Fuzzy Matching Optimization in PySpark

868 Views Asked by At

I am trying to perform some fuzzy matching on some data through PySpark. To accomplish this I am using the fuzzywuzzy package and running it on Databricks.

My dataset is very simple. It is stored in a CSV file and contains two columns: Name1 and Name2. However, I don't just want to compare the two values in the same row, but I want to compare each Name1 to all available Name2 values.

This is what my code looks like,

from pyspark.sql import functions as f
from fuzzywuzzy import fuzz
from pyspark.sql.types import StringType

# create a simple function that performs fuzzy matching on two strings
def match_string(s1, s2):
    return fuzz.token_sort_ratio(s1, s2)

# convert the function into a UDF
MatchUDF = f.udf(match_string, StringType())

# separate the two Name columns into individual DataFrames
df1 = raw_df.select('Name1')
df2 = raw_df.select('Name2')

# perform a CROSS JOIN on the two DataFrames
# CAN THIS BE AVOIDED?
df = df1.crossJoin(df2)

# use the UDF from before to calculate a similarity score for each combination
df = df.withColumn("similarity_score", MatchUDF(f.col("Name1"), f.col("Name2")))

Once I have the similarity scores, I can calculate a rank for each name thereby, get the best match.

What I am worried about is the CROSS JOIN. This exponentially increases the number of data points that I have. Is there anyway that this can be avoided?

I am also open to completely different approaches that will accomplish what I need to do in more optimized manner.

2

There are 2 best solutions below

1
Viktor Dremov On

There is a extractBests function in fuzzywuzzy package, that returns a list of the best matches to a collection of choices (Name2 column).

This function can be applied to single value in Name1 column and whole Name2 column, so you it can be transformed to UDF without need to cross join the columns.

0
Leonardo Pedroso On

Given that you need to check all occurrences from Name1 in Name2 and you have small data frames, the straightforward solution would be the Cross Join.

However, you can apply some tricks if you need to scale up your data pipeline in the future or needs to play with the performance.

  • Try reduce workload into mini-batches: You can make this operation into small chunks (or mini-batches) by using .option("maxFilesPerTrigger", 100) or by splitting your dataframe.

  • Broadcast df2: If df2 is a small data frame you can broadcast it (from pyspark.sql.functions import broadcast) to all workers and speed up the parallelism (e.g. join(broadcast(df2)))

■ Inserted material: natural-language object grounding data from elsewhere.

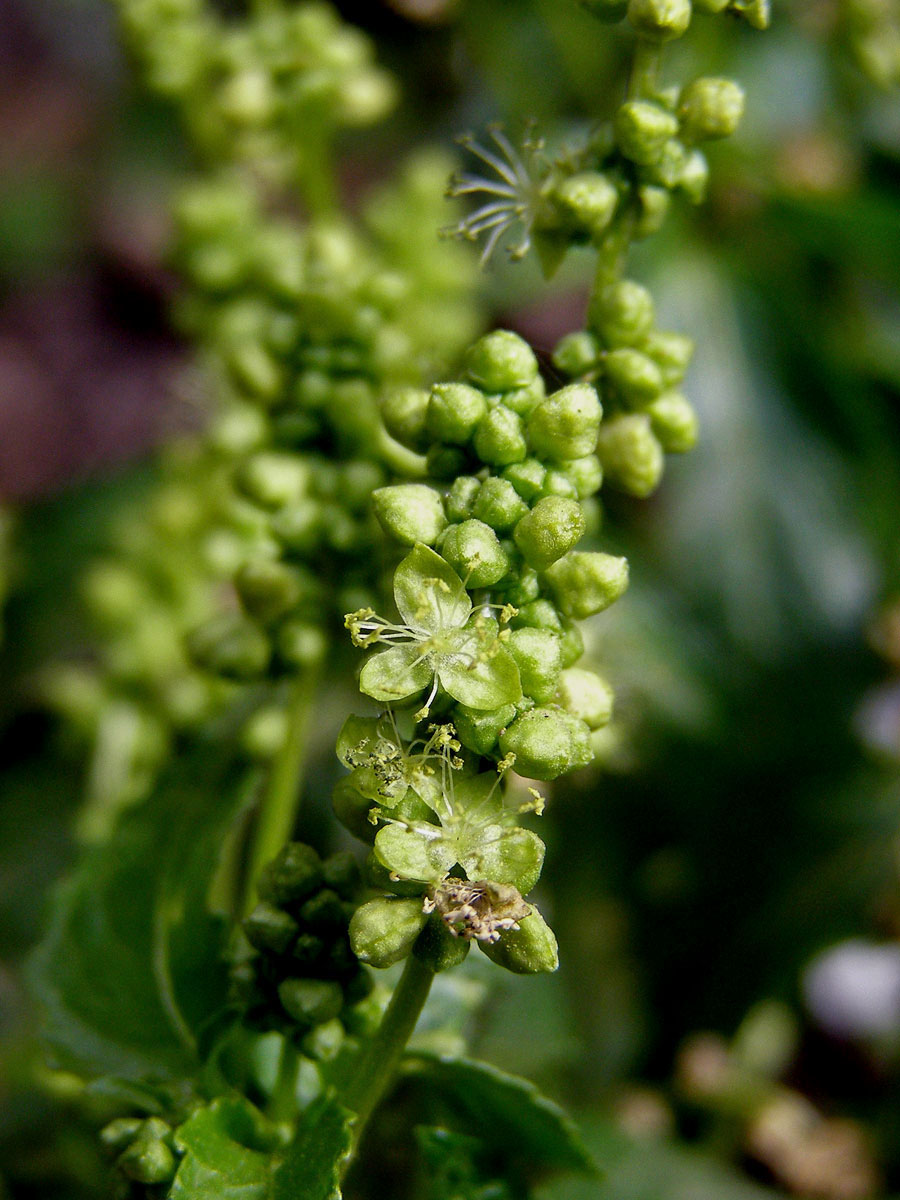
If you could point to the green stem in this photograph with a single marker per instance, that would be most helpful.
(383, 1054)
(277, 809)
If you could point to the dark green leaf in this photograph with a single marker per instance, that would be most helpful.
(312, 1167)
(131, 967)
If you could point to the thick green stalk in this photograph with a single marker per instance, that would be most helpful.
(277, 809)
(383, 1054)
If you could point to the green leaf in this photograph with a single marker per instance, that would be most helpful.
(312, 1167)
(478, 679)
(415, 855)
(226, 1156)
(396, 673)
(528, 1129)
(131, 969)
(429, 593)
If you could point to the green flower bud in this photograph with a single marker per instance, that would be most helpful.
(270, 929)
(631, 456)
(635, 376)
(405, 413)
(527, 477)
(585, 582)
(460, 503)
(499, 438)
(653, 207)
(660, 19)
(529, 949)
(409, 513)
(148, 1162)
(269, 588)
(383, 930)
(623, 315)
(437, 947)
(551, 528)
(642, 130)
(294, 874)
(273, 480)
(454, 412)
(478, 730)
(498, 504)
(711, 108)
(588, 199)
(546, 743)
(576, 354)
(586, 696)
(474, 552)
(567, 423)
(671, 353)
(311, 1001)
(673, 421)
(501, 361)
(539, 661)
(231, 646)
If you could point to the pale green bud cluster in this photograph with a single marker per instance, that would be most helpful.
(293, 969)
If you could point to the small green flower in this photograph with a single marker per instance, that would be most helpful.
(442, 642)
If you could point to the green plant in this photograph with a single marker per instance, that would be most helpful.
(228, 1014)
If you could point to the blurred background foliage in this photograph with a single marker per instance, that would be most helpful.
(726, 889)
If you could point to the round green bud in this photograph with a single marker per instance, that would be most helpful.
(546, 743)
(623, 315)
(539, 661)
(294, 874)
(384, 930)
(454, 412)
(409, 513)
(273, 480)
(437, 947)
(660, 19)
(576, 354)
(501, 361)
(585, 474)
(673, 421)
(268, 588)
(588, 199)
(642, 130)
(405, 413)
(630, 454)
(549, 531)
(585, 582)
(671, 353)
(474, 552)
(529, 949)
(270, 929)
(148, 1162)
(711, 108)
(499, 438)
(231, 646)
(311, 1001)
(635, 376)
(498, 504)
(527, 477)
(586, 696)
(479, 729)
(565, 424)
(460, 503)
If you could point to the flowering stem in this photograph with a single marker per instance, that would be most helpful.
(277, 809)
(383, 1053)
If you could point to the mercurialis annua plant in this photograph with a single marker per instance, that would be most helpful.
(387, 502)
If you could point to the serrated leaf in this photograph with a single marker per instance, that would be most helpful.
(312, 1167)
(131, 967)
(429, 593)
(225, 1155)
(529, 1129)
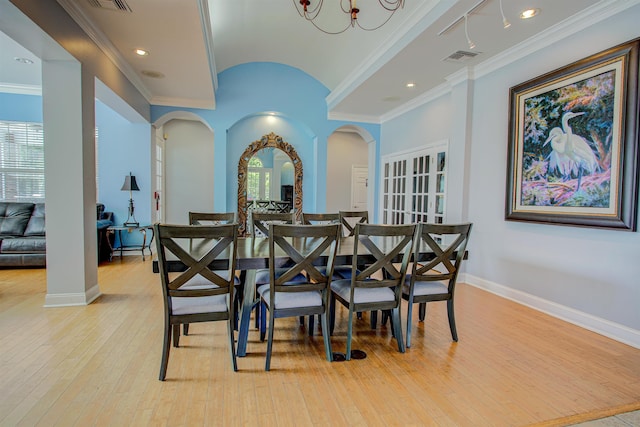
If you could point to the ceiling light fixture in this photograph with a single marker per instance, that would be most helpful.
(505, 23)
(529, 13)
(349, 9)
(466, 33)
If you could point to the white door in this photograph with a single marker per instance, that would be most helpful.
(359, 187)
(158, 191)
(414, 186)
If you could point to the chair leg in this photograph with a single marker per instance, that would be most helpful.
(263, 320)
(311, 324)
(332, 313)
(397, 327)
(232, 344)
(452, 320)
(349, 334)
(267, 365)
(422, 311)
(409, 314)
(176, 335)
(324, 322)
(166, 348)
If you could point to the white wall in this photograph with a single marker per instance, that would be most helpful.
(344, 149)
(189, 170)
(588, 276)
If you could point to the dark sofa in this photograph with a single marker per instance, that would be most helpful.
(22, 234)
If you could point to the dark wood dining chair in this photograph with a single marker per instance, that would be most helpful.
(199, 293)
(260, 222)
(349, 219)
(377, 286)
(284, 295)
(310, 218)
(211, 218)
(435, 280)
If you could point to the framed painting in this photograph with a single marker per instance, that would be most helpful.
(573, 143)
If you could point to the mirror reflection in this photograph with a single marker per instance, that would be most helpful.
(269, 179)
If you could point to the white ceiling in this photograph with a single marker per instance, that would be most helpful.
(365, 72)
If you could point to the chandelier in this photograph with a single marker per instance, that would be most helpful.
(349, 10)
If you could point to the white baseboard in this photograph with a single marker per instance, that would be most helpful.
(72, 299)
(598, 325)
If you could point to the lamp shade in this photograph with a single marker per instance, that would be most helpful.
(130, 183)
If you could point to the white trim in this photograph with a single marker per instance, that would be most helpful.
(21, 89)
(588, 17)
(103, 42)
(418, 101)
(587, 321)
(72, 299)
(415, 23)
(347, 117)
(204, 104)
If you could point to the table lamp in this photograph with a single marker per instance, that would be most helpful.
(130, 185)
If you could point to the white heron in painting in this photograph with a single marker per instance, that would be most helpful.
(570, 153)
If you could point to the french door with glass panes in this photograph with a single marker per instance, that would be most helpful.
(414, 186)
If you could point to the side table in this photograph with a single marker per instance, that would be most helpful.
(131, 247)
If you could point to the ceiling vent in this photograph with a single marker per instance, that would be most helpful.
(461, 56)
(119, 5)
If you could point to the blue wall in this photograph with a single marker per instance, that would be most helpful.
(258, 98)
(20, 108)
(122, 147)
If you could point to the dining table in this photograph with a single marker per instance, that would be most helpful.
(253, 255)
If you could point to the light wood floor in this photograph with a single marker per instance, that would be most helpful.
(98, 365)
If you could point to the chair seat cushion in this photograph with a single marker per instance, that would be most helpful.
(343, 271)
(291, 299)
(195, 305)
(362, 295)
(262, 276)
(426, 288)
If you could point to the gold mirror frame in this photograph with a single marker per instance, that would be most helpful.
(275, 141)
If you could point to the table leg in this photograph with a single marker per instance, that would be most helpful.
(144, 240)
(245, 311)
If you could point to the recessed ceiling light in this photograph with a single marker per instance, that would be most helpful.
(152, 74)
(24, 60)
(529, 13)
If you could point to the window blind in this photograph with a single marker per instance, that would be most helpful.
(21, 162)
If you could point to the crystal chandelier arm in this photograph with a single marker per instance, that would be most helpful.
(391, 5)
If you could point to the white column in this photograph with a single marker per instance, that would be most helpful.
(459, 156)
(68, 96)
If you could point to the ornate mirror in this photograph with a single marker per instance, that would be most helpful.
(267, 141)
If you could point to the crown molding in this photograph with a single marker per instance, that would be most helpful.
(413, 26)
(203, 104)
(578, 22)
(102, 41)
(346, 117)
(21, 89)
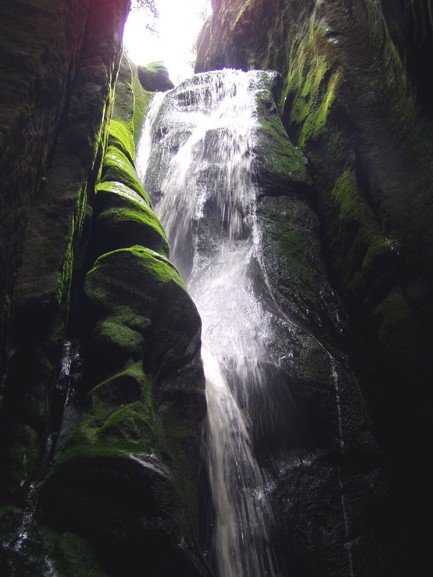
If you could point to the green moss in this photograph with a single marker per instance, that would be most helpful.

  • Adjust the number of partitions: Probably after the cross join, the number of partitions will skyrocket (df1 partitions * df2 partitions).The number of dataframe partitions has an impact on the run time of your computations. if you have too few partitions, your computations will not be able to utilize all the parallelism available in the cluster. Likewise, if you have too many partitions, there will be excessive overhead in managing many small tasks, making your computations very slow to run. So, Cross-joining dataframes falls into "the too many partitions" case. Usedf1.rdd.partitions.size to check the current state of the partitions and apply .repartition to reduce the size.

  • Convert UDF to Pandas UDF: Currently, it is one of the most efficient ways given that leverages Apache Arrow for transferring data.

Another option for calculating similarity scores is with the native functions like pyspark.sql.functions.levenshtein if applicable.